Carbon, biodiversity & ecosystem services:
exploring co-benefits

Jiangxi Province, China

As the fourth largest country in the world, China encompasses vast climatic and altitudinal variation, making it rich in biodiversity. According to the last National Forest Resource Inventory Survey of China (2004-2008), total forest area within the country covers 20.4% of total land area. Over the last few years, China has made increasing efforts to develop forest projects that help to secure and sequester carbon.

Jiangxi map
Carbon density and areas of high forest product value
in Jiangxi Province, China (data from Statistics
Bureaux of Jiangxi Province 2005)

In September 2009, UNEP-WCMC and Chinese Research Academy of Environmental Sciences (CRAES), with support from GTZ, BMU and BfN, investigated the distribution of carbon and biodiversity for Jiangxi Province, located in the south-eastern part of China (see summary report and poster). The results of these analyses helped to answer questions such as how much carbon was stored in Jiangxi’s ecosystems, how carbon density related to biodiversity and people, and how carbon storage related to Protected Areas.
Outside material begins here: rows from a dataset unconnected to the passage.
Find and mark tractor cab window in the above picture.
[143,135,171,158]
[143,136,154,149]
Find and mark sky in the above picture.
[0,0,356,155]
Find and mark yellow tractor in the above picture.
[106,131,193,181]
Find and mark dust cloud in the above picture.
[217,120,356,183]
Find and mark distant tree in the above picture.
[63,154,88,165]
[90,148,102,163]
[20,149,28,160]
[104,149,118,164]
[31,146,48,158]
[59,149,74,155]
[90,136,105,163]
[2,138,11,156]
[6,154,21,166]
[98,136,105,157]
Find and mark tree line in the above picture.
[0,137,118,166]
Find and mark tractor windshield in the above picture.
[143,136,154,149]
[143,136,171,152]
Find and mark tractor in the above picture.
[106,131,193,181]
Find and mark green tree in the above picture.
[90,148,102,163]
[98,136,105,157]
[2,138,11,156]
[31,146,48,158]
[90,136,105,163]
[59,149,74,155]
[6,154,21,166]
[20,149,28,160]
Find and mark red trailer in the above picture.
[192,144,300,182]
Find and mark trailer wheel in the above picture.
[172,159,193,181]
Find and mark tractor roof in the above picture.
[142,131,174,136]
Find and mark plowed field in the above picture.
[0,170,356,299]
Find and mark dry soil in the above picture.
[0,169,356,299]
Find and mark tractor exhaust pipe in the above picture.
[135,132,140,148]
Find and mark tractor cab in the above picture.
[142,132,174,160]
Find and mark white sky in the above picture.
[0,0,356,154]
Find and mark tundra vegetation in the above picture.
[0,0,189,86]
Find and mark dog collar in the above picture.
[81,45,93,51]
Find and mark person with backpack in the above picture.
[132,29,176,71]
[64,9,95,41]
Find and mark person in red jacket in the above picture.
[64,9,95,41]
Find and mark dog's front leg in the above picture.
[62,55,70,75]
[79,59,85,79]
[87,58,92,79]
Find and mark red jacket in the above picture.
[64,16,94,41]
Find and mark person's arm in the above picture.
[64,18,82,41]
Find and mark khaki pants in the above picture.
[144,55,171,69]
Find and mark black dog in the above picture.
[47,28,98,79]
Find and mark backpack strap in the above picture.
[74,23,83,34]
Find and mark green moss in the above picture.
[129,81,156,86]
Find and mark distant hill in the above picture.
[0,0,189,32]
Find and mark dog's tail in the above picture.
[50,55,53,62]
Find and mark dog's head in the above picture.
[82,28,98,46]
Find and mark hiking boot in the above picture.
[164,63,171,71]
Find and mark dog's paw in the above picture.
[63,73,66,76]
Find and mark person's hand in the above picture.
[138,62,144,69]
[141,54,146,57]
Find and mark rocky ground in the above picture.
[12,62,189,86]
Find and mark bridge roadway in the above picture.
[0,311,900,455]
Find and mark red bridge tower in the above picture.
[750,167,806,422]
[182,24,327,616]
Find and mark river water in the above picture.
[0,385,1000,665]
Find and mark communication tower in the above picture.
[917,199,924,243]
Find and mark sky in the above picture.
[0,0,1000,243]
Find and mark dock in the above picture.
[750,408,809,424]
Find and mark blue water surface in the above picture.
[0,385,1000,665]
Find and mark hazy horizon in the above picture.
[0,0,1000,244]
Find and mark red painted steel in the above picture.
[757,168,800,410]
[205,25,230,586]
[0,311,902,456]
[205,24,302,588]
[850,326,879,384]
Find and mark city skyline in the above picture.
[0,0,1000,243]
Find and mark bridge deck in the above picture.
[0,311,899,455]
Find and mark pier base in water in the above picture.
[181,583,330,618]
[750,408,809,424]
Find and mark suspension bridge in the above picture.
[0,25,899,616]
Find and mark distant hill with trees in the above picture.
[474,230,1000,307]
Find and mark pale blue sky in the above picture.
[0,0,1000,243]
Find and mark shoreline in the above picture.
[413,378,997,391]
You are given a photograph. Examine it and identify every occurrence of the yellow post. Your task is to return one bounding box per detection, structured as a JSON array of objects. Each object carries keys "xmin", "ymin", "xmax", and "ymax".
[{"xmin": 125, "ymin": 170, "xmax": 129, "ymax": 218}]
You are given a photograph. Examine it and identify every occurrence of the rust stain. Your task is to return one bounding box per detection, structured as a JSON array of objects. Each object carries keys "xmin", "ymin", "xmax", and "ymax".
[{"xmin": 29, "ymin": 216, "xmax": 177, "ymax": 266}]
In a second phase of collaboration, a two week workshop was held in June 2010 between UNEP-WCMC and CRAES in Jiangxi Province, China. The aim of the workshop was to incorporate additional datasets that had become available since the first period of collaboration, as well as to improve methods for calculating provincial carbon stocks. The result was an updated carbon map for Jiangxi Province, as well additional analyses of the relationship between carbon and other ecosystem services, such as areas of importance for forest products and honey (see summary report part II).

The updated results indicate that Jiangxi Province stores 492 Mt of total terrestrial carbon stock. This new estimate is considerably larger than the first phase estimate, which put the figure at 420 Mt. Carbon overlays with additional biodiversity and ecosystem service datasets show that almost half of Jiangxi’s carbon is stored in areas important for endemic and endangered species, and more than 45% is stored in areas which are important for forest products (see map).